Les Annales politiques et littéraires lui consacrent en 1920 une page entière :

 

"C'est dans l'été de 1781 que le comte de Cagliostro fit ses débuts sur la scène parisienne : les détails fantaisistes abondent ; mais, pour ne retenir que des traits authentiques, c'était un homme assez mal tourné, mal habillé de taffetas bleu galonné sur toutes les tailles et coiffé de la manière la plus ridiculement bizarre, avec des nattes poudrées et réunies en cadenettes. Il portait des bas chinés à coins d'or et des souliers en velours avec des boucles en pierreries. Trop de diamants aux doigts et à la jabotière, aux chaînes de ses montres [...]. Les traits de son visage étaient réguliers, sa peau vermeille et ses dents superbes. Je ne parle pas de sa physionomie, car il en avait douze ou quinze à sa disposition. On n'avait jamais vu des yeux comme les siens."

À Paris, il s'installe dans le quartier du Marais. Avec l'aide de sa femme la comtesse Lorenza, Cagliostro multiplie les tours de magie et de sorcellerie. Et obtient un succès exceptionnel dans la bonne société de la capitale...

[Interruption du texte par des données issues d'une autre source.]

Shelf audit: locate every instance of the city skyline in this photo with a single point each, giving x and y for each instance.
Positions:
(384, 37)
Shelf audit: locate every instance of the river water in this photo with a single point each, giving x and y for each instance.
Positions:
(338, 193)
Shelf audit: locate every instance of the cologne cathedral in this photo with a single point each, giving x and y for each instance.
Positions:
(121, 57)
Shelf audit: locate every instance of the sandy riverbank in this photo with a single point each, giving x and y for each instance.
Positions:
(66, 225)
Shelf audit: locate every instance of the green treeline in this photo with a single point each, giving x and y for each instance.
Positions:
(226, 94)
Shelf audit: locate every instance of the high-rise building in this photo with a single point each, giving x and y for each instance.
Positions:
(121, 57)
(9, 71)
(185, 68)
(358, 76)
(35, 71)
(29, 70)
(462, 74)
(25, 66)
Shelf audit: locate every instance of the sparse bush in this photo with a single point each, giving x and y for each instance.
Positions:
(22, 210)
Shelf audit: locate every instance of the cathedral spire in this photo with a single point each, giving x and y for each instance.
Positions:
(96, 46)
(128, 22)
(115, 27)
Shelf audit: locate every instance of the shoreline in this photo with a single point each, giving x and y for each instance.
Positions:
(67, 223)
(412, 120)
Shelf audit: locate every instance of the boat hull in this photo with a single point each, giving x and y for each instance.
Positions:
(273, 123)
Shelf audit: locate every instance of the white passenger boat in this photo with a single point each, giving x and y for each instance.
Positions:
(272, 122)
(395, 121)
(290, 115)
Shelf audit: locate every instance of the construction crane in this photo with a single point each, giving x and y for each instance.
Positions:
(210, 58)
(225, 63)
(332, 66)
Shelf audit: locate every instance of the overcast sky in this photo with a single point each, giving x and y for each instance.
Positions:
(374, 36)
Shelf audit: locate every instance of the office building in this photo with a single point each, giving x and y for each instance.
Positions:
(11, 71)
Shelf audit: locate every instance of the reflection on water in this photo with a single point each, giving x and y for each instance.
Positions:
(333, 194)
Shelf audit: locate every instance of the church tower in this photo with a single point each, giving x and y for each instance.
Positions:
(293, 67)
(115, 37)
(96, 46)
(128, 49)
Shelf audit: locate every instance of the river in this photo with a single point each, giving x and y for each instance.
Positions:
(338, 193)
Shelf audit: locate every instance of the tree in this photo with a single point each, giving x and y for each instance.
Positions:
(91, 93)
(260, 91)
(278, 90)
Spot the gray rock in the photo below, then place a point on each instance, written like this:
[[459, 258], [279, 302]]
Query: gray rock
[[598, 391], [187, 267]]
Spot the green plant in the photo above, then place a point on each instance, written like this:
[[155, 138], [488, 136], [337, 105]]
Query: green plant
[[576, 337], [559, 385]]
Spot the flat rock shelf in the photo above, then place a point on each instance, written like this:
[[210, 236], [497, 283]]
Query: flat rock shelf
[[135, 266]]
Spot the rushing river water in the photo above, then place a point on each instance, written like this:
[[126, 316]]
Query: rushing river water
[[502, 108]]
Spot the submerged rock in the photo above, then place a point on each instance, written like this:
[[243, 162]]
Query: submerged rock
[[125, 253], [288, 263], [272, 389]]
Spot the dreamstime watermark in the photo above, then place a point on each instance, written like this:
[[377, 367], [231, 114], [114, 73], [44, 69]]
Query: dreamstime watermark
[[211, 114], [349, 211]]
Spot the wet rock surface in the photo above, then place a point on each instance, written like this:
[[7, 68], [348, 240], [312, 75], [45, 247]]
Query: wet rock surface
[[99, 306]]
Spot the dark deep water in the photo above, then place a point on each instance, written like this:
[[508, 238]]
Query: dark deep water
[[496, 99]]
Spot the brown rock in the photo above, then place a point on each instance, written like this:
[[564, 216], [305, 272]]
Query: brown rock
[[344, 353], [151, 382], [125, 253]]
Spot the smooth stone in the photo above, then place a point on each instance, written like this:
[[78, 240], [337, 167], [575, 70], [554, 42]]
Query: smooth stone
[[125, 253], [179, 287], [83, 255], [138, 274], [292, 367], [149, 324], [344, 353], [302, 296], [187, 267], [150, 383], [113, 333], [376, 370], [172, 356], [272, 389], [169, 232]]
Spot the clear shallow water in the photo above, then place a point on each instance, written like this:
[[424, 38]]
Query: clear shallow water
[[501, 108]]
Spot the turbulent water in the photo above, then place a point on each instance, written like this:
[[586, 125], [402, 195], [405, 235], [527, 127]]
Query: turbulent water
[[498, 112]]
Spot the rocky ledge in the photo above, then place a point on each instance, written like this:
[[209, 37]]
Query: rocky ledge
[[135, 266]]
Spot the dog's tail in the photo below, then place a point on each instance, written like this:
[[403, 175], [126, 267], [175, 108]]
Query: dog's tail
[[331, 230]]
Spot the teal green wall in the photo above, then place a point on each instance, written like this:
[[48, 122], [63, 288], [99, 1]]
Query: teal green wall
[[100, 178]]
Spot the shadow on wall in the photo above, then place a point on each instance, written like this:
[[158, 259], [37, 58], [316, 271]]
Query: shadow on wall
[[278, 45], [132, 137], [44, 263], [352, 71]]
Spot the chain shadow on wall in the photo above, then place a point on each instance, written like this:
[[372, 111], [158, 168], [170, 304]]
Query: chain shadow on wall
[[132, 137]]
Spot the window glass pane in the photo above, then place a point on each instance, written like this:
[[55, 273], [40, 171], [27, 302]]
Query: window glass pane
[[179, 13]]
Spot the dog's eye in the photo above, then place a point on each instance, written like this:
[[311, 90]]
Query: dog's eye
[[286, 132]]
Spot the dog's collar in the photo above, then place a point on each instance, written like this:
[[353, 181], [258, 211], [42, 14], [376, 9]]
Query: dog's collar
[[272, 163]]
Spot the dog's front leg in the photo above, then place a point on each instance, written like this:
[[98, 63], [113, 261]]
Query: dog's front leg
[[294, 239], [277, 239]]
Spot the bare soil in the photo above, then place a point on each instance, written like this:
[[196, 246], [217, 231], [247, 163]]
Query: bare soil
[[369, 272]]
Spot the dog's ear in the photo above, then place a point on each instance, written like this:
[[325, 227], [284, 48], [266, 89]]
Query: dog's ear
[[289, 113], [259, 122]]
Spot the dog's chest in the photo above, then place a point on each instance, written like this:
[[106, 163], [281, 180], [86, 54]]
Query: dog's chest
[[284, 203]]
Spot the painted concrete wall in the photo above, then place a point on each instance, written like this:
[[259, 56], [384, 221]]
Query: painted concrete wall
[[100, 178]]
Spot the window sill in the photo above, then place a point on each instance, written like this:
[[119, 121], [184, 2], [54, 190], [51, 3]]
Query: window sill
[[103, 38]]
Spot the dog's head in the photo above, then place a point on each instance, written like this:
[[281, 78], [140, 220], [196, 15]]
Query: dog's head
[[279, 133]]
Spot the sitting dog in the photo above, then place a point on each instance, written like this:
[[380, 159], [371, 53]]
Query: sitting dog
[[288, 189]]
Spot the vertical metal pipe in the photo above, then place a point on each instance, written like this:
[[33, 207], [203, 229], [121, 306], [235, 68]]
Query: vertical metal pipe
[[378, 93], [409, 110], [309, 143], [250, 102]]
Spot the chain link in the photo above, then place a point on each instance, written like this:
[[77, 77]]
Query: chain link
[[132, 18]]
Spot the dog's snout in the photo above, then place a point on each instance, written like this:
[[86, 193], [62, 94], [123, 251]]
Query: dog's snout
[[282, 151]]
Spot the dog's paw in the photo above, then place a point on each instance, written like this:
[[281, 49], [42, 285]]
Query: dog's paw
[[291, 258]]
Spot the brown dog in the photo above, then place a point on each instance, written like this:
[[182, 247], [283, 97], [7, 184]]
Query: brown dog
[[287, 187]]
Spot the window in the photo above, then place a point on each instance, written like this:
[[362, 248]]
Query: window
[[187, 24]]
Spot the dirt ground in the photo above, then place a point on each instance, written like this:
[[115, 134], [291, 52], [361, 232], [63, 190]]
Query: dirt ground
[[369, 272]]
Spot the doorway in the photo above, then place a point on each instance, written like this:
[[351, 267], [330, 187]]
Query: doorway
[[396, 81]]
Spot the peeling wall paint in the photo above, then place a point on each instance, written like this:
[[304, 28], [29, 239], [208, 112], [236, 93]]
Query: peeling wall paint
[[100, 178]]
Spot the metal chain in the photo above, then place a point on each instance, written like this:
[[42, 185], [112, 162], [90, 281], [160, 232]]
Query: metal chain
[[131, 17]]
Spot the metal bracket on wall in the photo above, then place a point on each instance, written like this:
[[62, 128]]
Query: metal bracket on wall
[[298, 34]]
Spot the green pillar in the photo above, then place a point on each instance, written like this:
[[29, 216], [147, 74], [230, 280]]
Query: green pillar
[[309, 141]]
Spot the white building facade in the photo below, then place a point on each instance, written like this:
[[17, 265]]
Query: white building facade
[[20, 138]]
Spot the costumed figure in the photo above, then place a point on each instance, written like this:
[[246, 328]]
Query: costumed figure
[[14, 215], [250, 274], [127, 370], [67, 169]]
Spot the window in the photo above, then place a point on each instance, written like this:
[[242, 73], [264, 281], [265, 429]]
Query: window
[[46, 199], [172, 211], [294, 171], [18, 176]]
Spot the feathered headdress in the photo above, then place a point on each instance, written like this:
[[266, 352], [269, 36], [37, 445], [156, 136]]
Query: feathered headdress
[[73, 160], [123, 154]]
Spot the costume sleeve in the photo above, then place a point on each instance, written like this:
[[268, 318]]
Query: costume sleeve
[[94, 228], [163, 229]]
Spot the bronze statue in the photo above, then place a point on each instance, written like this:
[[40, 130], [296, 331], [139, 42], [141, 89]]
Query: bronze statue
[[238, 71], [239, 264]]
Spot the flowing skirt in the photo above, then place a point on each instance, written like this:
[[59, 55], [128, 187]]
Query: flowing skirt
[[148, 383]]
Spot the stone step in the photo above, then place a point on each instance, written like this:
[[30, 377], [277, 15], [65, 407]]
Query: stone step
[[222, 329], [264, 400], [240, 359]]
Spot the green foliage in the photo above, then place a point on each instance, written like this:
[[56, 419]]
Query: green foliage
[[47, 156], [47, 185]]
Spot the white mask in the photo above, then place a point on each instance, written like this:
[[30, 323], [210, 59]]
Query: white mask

"L'un des prestiges de Cagliostro était de faire connaître à Paris un événement qui venait de se passer à l'instant même à Vienne, à Londres, à Pékin, ou bien qui se passerait dans six jours, dans six mois, dans six ans, dans vingt ans. Mais il avait besoin pour cela d'un appareil ; cet appareil consistait en un globe de verre rempli d'eau clarifiée et posé sur une table. [...] Cet appareil préparé, il fallait placer à genoux, devant le globe de verre, une voyante, c'est-à-dire une jeune personne qui aperçût les scènes dont le globe allait offrir le tableau et qui en fît le récit ; mais une voyante était difficile à trouver parce qu'il y fallait plus d'une condition : la jeune personne devait être d'une pureté qui n'eût d'égale que celle des anges, être née sous une constellation donnée, avoir les nerfs délicats, un grand fonds de sensibilité, et les yeux bleus."

 

Cagliostro prétend aussi pouvoir réveiller les morts.

 

"On apprit, un beau jour, qu'à un souper intime servi dans la salle à manger de l'hôtel de la rue Saint-Claude, Cagliostro avait évoqué les morts. Six convives et l'amphitryon avaient pris place à une table ronde garnie de treize couverts ; chacun des invités avait demandé le mort qu'il désirait revoir ; Cagliostro, vêtu d'une veste glacée d'or, avait fait l'appel lentement, en concentrant toute sa volonté. Il y eut un moment affreux d'incertitude et d'angoisse, mais il dura peu ; les six convives évoqués parurent : c'étaient le duc de Choiseul, Voltaire, d'Alembert, Diderot, l'abbé de Voisenon et Montesquieu... On pouvait se trouver en plus sotte compagnie."

Arrêté en 1785 suite à l'affaire du collier de la Reine, dans laquelle l'entraîne le cavalier de Rohan, il est incarcéré à la Bastille, avant d'être expulsé et d'errer dans l'Europe. En 1789, l'escroc est arrêté en Italie par la Sainte Inquisition et est emprisonné au château Saint-Ange, à Rome, comme suspect de pratiquer la franc-maçonnerie.

Jugé en 1791 par la justice pontificale, il est condamné pour hérésie. Il finira ses jours à la forteresse San Leo, dans la région des Marches, où il meurt en 1795.